La Stampa, 22 gennaio 2019
Le mani dei taleban su metà Afghanistan
Metà della popolazione afghana è tornata sotto il tallone dei taleban. Oltre 16 milioni di persone che vivono in 253 distretti, controllati in pieno o in parte dagli studenti barbuti. La nuova prospettiva, poco incoraggiante, nasce da una analisi della Foundation for defence of democracies, nel pieno del dibattito che ha aperto la decisione di Donald Trump di ritirare metà dei 14 mila soldati americani ancora presenti nel Paese. L’emirato degli eredi del mullah Omar ha così raggiunto un’estensione che non conosceva da prima dell’intervento degli Stati Uniti, cominciato nell’ottobre del 2001. Oltre 17 anni che non sono bastati a debellare quello che oggi è il più forte gruppo jihadista al mondo, alleato di Al Qaeda.
Le aperture di Washington finora hanno ottenuto pochi risultati. I colloqui della scorsa settimana a Doha in Qatar, fra l’inviato speciale della Casa Bianca Zalmay Khalilzad ed emissari del nuovo «emiro» Hibatullah Akhundzada sono rimasti bloccati dalla richiesta degli islamisti di essere riconosciuti come «governo legittimo» e di escludere Kabul dalle trattative. Gli Usa avevano offerto una piattaforma generosa, elaborata e in parte divulgata dalla Rand Corporation.
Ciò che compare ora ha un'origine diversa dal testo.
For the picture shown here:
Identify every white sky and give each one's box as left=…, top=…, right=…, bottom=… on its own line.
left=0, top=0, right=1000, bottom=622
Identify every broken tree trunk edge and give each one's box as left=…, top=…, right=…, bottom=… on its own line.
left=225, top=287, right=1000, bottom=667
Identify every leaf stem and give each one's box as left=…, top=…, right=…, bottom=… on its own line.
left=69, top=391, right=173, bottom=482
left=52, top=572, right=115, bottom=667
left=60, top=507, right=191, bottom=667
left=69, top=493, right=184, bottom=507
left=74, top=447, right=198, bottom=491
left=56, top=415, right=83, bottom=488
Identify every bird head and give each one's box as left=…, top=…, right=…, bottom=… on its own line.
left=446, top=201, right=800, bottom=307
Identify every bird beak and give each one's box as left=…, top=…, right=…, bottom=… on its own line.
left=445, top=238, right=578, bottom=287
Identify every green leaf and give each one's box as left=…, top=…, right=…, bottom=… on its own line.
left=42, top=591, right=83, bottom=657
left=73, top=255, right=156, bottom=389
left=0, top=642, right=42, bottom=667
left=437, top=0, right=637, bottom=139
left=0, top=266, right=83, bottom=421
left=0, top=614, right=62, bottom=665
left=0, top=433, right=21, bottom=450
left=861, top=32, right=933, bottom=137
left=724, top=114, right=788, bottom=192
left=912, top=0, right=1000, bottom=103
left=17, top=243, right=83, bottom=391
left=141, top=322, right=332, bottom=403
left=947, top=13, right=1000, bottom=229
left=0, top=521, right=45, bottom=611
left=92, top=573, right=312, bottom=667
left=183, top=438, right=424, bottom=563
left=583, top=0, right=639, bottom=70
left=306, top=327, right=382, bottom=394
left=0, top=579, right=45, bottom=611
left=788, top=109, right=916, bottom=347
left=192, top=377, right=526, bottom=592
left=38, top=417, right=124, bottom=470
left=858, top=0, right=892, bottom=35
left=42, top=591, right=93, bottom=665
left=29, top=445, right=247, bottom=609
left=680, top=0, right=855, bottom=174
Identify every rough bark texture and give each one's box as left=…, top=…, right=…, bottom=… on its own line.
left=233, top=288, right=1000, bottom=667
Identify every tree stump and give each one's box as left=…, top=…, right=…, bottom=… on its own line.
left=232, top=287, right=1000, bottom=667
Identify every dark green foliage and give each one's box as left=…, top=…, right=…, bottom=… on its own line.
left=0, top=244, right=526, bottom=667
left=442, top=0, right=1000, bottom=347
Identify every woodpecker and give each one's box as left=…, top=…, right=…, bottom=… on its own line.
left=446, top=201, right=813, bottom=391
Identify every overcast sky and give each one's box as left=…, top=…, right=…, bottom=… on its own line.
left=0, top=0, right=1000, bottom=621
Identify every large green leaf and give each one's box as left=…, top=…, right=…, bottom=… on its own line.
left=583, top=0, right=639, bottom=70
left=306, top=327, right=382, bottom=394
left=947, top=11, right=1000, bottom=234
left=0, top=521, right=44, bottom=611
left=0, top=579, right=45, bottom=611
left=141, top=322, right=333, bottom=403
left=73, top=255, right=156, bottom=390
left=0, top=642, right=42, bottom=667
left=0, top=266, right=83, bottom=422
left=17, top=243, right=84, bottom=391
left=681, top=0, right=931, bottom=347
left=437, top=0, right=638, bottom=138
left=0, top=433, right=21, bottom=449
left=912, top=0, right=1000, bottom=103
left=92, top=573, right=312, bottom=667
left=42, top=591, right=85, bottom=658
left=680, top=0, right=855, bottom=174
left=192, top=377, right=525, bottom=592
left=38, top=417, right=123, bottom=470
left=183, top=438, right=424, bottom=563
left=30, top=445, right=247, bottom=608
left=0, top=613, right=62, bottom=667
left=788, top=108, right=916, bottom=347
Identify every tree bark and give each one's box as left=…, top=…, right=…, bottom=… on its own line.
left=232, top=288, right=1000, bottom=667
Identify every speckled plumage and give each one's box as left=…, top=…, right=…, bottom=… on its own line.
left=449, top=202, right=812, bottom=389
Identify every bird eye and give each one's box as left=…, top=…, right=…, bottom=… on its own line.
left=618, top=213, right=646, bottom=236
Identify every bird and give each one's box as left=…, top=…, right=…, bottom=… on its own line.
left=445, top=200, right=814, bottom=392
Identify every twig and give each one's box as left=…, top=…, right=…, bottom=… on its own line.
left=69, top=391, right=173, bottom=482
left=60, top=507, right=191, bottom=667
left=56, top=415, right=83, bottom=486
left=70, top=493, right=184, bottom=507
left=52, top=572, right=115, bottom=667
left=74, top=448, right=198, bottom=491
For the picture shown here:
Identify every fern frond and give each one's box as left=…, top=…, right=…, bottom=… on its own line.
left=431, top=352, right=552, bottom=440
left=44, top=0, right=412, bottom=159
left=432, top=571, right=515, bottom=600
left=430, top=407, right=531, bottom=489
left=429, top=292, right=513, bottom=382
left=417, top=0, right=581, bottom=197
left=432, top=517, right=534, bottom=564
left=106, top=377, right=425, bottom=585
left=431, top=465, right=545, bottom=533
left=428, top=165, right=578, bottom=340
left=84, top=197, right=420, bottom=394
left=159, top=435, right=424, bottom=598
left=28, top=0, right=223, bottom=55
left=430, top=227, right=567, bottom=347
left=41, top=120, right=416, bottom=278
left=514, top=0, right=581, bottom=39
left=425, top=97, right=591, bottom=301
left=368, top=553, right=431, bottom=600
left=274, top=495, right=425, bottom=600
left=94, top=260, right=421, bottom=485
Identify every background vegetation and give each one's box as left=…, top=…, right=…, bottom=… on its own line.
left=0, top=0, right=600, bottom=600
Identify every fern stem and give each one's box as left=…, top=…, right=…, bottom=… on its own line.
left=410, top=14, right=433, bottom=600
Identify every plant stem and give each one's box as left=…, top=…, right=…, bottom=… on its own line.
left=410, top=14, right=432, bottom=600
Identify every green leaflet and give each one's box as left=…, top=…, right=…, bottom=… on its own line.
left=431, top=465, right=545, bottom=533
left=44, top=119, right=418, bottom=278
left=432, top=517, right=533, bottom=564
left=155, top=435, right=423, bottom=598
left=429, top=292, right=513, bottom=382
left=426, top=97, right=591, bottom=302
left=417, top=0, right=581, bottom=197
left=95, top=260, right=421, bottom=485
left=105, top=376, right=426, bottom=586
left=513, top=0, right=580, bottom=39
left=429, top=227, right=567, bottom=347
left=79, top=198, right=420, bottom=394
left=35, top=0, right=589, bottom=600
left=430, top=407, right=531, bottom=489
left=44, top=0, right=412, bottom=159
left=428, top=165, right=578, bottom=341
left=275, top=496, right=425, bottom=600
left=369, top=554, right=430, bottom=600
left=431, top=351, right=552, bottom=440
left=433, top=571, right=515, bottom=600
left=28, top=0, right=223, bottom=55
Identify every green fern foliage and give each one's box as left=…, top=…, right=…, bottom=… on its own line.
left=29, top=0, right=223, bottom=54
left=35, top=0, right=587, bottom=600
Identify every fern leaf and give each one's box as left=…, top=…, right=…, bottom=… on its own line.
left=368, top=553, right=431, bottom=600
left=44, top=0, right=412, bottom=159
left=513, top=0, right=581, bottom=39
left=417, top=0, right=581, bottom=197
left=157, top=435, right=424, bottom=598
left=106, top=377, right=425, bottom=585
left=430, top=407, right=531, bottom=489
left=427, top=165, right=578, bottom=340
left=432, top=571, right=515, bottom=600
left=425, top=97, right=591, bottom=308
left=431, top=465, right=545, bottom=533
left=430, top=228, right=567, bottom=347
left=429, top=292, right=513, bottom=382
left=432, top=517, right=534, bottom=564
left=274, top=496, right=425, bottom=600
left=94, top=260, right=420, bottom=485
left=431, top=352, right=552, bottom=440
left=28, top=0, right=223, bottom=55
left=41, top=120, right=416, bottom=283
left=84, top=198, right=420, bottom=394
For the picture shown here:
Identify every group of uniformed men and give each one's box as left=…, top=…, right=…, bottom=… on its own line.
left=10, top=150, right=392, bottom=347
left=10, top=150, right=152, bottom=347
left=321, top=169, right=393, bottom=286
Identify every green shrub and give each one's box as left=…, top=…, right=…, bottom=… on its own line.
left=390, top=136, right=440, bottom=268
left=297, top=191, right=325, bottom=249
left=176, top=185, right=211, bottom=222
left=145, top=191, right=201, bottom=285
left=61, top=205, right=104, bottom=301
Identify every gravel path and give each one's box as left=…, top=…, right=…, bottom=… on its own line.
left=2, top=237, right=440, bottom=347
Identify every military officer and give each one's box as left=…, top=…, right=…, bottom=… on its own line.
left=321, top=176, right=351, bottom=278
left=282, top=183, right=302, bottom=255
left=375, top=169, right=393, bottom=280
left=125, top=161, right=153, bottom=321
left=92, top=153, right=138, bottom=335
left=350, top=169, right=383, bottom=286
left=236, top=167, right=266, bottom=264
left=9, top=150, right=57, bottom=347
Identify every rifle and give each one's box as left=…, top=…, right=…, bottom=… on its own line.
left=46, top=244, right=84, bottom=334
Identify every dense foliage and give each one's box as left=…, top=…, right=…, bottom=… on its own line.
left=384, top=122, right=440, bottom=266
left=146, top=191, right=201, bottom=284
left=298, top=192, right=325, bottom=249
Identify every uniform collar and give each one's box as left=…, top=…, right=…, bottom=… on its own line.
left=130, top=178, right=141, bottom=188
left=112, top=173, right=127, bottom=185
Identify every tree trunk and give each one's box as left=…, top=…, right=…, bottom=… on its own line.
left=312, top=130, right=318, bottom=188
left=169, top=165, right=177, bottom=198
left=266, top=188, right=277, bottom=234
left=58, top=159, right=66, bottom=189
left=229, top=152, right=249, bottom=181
Ma mentre negoziano, i taleban conducono una guerra implacabile alle forze di sicurezza afghane. Ieri hanno fatto strage a un centro di addestramento dell’Intelligence, nella provincia di Wardak. Una ventina di reclute sono rimaste uccise.
Il portavoce dei jihadisti Zabihullah Mujahid ha precisato che l’attacco è stato portato con un «Humvee esplosivo» e ha «distrutto parte della base». Un colpo letale, perché l’Intelligence è fra le forze d’élite più efficienti, mentre l’esercito, con la riduzione del 90 per cento del contingente Nato, cede terreno. L’analisi della Fdd, basata su rapporti del Sigar e del suo Long War Journal, sottolinea come ormai 16 milioni e 860 mila persone vivano in zone sotto controllo parziale o totale degli islamisti. Ma i taleban non sono soltanto un gruppo terroristico. Un altro rapporto, dell’Overseas Development Institute, mostra come abbiano sviluppato un «loro modello di governo parallelo» nelle zone occupate.
È un modello «sofisticato», molto diverso rispetto al regno del terrore impiantato dall’Isis in Siria e Iraq. I taleban sono passati dalla «coercizione» a suon di punizioni medievali in nome della sharia a una «influenza strisciante», che punta a convincere la popolazione a preferirli al governo «empio» del presidente Ashraf Ghani. I jihadisti diventano così parte della «fabbrica sociale» e segnano punti a loro favore. Per esempio nel campo della sanità. Il rapporto denuncia che mentre i taleban «interferiscono raramente» nei servizi prestati dalle Ong nei territori contesi, lo stesso non si può dire di funzionari governativi, militari e milizie pro-Kabul.